More than half of Americans want to live in a smart growth community, and only a quarter want to live on a conventional suburban lot, but current housing supply doesn’t match these demands. Nelson unpacks the trends America is facing and shows how planners and developers can meet changing needs over the next two decades—all while making our urban areas more sustainable and livable for future generations by increasing density, walkability, and the diversity of uses.
Reshaping Metropolitan America advocates for a balanced approach to housing. Rather than try to force small-lot housing on everyone, Nelson argues that planners should offer a broad range of options, so that those who want to live in large-lot homes away from urban centers can do so, and those who want walkable communities can do so as well. He explains that it’s particularly important to think ahead when planning residential buildings because they have a lifespan more than 3.5 times longer than non-residential buildings.
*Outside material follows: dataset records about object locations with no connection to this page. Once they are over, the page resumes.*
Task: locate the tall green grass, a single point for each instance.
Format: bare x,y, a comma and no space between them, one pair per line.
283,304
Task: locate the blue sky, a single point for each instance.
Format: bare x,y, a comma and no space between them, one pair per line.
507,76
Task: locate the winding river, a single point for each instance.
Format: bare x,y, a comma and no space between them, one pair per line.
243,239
But Reshaping Metropolitan America is about more than just housing. Nelson also offers important insight into how employment trends will affect the physical fabric of the country and vice versa. He shows how job trends follow population, so while we will see an increase of about 20% in population by 2030, we will also see an increase jobs by about 30% as the country recovers from the Great Recession and a larger proportion of the population looks to join the workforce. But he also contends that in more densely populated areas, communities see more jobs, higher incomes, and lower unemployment so that doubling population density increases economic productivity by about 15%.
In this thorough and detailed book, which is complemented by an online, searchable database, Nelson presents an index for reshaping America and an agenda for reforming outdated regulations and programs.
Reshaping Metropolitan America stands apart from other books that discuss the need for creating higher density, walkable communities by providing the indisputable hard data behind the argument. A must-have tool for practicing planners and real estate developers—in the field and in the classroom – this book is key to understanding how we can get from where we are now to what the market of the future wants.
Dr. Arthur C. Nelson, FAICP, is Presidential Professor of City & Metropolitan Planning at the University of Utah where he is also Director of the Metropolitan Research Center and is Co-Director of the Master of Real Estate Development Program.